You can setup users in htauth users in files or database backends (like Mysql or Ldap).

Important

Restrict the access to the location /backend/index.php - a single file only.

    <Location "/backend/index.php">
        AuthName "AhCrawler Backend"
        AuthType Basic
        Require valid-user
        ...
    </Location>

ACL

You can setup an ACL for the backend. This allows you to protect the backend for specific users. For each user you can define its visibility of projects and its permissions per project.

Additionally you can define a list of users with global access to all projects.

Requirements

  • You need to setup an external authentication to fetch a user id from any $_SERVER environment variable. Many use “REMOTE_USER”.
  • In a php configuration (= there is no web ui for it) you need to define
    • global access for defined admin users
    • project based access for users with defined roles (one of admin, manager, view)

Installation

(1) Protect the backend

    <Location "/backend/index.php">
        # your authentication type/ SSO specific
        # protection code
    </Location>
Basic auth - file based

With htpasswd (or openssl or other tools) you can create a file with users and passwords. The generated file must be readable by the webserver user (eg www-data). Reference its file location with “AuthUserFile”.

This is a basic example:


    # when using php-fpm don't forget this line:

    SetEnvIf Authorization "(.*)" HTTP_AUTHORIZATION=$1

    # protection of backend

    <Location "/backend/index.php">
        AuthName "AhCrawler Backend"
        AuthType Basic
        AuthUserFile "/var/www/ahcrawler/users/.htpasswd"
        Require valid-user
    </Location>
Openidc

You can use an oidc provider to fetch users eg Keycloak.
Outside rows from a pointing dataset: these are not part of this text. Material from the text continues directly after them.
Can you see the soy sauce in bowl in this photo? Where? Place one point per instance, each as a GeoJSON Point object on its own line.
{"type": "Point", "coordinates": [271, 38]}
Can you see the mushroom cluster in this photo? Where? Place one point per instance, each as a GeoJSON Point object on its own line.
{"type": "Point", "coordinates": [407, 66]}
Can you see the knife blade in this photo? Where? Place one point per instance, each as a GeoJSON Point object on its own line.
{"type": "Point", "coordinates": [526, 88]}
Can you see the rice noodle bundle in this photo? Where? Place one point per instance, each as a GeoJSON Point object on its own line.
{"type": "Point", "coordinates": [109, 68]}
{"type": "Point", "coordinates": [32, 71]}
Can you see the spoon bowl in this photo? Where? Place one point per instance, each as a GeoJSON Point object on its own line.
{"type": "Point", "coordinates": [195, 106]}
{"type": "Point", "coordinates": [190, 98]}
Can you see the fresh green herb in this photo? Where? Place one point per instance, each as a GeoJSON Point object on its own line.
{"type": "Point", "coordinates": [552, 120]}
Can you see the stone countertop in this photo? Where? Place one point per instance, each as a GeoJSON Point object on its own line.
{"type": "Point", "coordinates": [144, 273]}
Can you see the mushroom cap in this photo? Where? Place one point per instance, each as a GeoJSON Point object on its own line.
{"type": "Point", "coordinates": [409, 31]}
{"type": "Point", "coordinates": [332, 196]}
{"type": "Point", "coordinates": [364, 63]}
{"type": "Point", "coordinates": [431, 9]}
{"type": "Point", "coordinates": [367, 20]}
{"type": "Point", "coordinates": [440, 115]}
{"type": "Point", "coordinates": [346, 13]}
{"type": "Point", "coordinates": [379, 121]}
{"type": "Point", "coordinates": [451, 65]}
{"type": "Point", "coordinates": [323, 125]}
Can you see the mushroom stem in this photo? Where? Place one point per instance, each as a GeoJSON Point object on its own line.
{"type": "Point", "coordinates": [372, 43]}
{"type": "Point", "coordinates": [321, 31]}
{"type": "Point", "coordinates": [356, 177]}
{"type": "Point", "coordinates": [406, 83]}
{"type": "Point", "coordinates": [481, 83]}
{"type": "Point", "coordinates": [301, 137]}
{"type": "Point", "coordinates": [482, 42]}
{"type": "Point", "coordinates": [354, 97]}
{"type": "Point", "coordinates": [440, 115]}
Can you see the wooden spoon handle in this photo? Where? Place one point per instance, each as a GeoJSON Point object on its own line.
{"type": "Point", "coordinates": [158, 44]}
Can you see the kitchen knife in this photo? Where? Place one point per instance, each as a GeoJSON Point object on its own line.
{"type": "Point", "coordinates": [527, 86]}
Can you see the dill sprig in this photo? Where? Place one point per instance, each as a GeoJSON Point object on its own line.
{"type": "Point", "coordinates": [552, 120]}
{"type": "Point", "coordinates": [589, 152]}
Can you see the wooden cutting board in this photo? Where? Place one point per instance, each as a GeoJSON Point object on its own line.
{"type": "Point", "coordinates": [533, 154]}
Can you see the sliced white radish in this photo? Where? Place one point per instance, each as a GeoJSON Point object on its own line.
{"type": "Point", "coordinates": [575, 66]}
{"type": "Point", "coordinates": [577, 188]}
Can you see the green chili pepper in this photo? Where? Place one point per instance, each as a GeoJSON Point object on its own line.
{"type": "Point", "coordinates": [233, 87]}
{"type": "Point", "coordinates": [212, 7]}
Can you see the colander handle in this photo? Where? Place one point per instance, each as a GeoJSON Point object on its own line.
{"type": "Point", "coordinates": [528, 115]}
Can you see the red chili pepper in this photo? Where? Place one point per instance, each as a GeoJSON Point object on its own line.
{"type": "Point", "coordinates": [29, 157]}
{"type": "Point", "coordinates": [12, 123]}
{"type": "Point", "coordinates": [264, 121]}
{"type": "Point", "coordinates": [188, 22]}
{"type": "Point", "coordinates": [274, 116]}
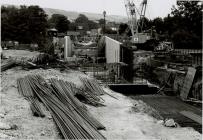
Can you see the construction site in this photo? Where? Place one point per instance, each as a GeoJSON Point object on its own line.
{"type": "Point", "coordinates": [99, 85]}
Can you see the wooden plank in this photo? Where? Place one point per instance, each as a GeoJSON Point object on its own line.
{"type": "Point", "coordinates": [187, 83]}
{"type": "Point", "coordinates": [192, 116]}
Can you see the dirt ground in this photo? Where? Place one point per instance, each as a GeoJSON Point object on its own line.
{"type": "Point", "coordinates": [122, 119]}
You need to enable the module “auth_openidc”.

This is a basic example for the vhost configuration with placeholders. For its values contact your oidc provider.


    # set vars in your vhost:

    OIDCCryptoPassphrase <OIDCCryptoPassphrase>
    OIDCClientID <KEYCLOAK_CLIENT>
    OIDCClientSecret <KEYCLOAK_CLIENT_SECRET>
    OIDCProviderMetadataURL https://keycloak.example.com/realms/<KEYCLOAK_REALM>/.well-known/openid-configuration
    OIDCRedirectURI ...
    OIDCPassClaimsAs ...
    OIDCRemoteUserClaim ...
    OIDCScope ...

    # protection of backend

    <Location "/backend/index.php">
        AuthType openid-connect
        Require valid-user
    </Location>
Shibboleth
    <Location "/backend/index.php">
        AuthType shibboleth
        ShibRequestSetting requireSession 1
        ShibUseEnvironment On
    </Location>

(2) Create Configuration file

Copy the file public_html/config/acl.php.dist to public_html/config/acl.php and make your changes there.

Configuration

<?php

return [
        // ---------- USER
        'session_user'=>'AUTH_USER',
        'userfield'=>'REMOTE_USER',
        // 'userfield'=>'mail', // set by shibbolethauthentication

        'displayname'=>false,
        // 'displayname'=>['givenName', '_surname'],

        // ---------- GROUPS
        'groups'=>[...],
];
name type description
session_user string Name of the session variable that will hold the detected user id. It must be ‘AUTH_USER’ for ahCrawler.
userfield string Name of the field in $_SERVER that holds the user id. It depends on the authentication method and environment.
  • Basic auth: try these
    • REMOTE_USER
    • AUTHENTICATE_UID
    • PHP_AUTH_USER
  • Oidc
    • REMOTE_USER
  • Shibboleth
    • REMOTE_USER (it contains the user id that can be a bit cryptical)
    • mail (it can be an alternative to configure just a few users)
displayname bool array
groups array group based acl rules. See below.

Let’s have a look at the Section “groups”:

<?php

return [
        ...

        // ---------- GROUPS
        'groups'=>[

            // global admins for all projects
            'global'=>[
                'admin'=>[
                    'axel',
                    'peter',
                ],
                'manager'=>[],
                'viewer'=>[
                    '@authenticated'
                ],
            ],

            // project id 1
            '1'=>[
                'admin'=>[],
                'manager'=>[
                    'anton',
                ],
                'viewer'=>[
                    'berta'
                ],
                    
            ],
        }
];

Subkeys are the names of the groups. “global” is a special key for global permissions that will be applied to all projects.

The subkey inside a group is the name of the permission.

name type description
admin array users with admin permissions
manager array users with manager permissions
viewer array users with viewer permissions

Global groups and project based groups can have the names (starting with the lowest permissions)

  • viewer - can see the produced results
    • search indexed content
    • test search results
    • see the log
    • see search terms of searches on the frontend (if available)
    • see all analyzer functions for ssl, http header, cookies, html checks, link checker, counters
    • see users with access to his projects
  • manager - has viewer permissions PLUS
    • can trigger reindexing of the project
  • admin has manager permissions PLUS
    • a project admin can edit everything related to a project:
      • can edit the project profile
    • a global admin
      • has admin permissions to all projects
      • can edit language texts
      • can see all users of all projects
      • can see user permissions of a selected user
      • can edit global settings
      • can download libs
      • can apply updates

In each permission there can be a list of users. As user you need to enter …

  • the user id of the user that you get back by the configured “userfield” value in $_SERVER scope.
  • a generic group is ‘@authenticated’. Each user that is logged in has this group.

With activated acl configuration a not configured user has no access anymore.

As global admin you can verify the applied changes visually in the page Settings -> User roles.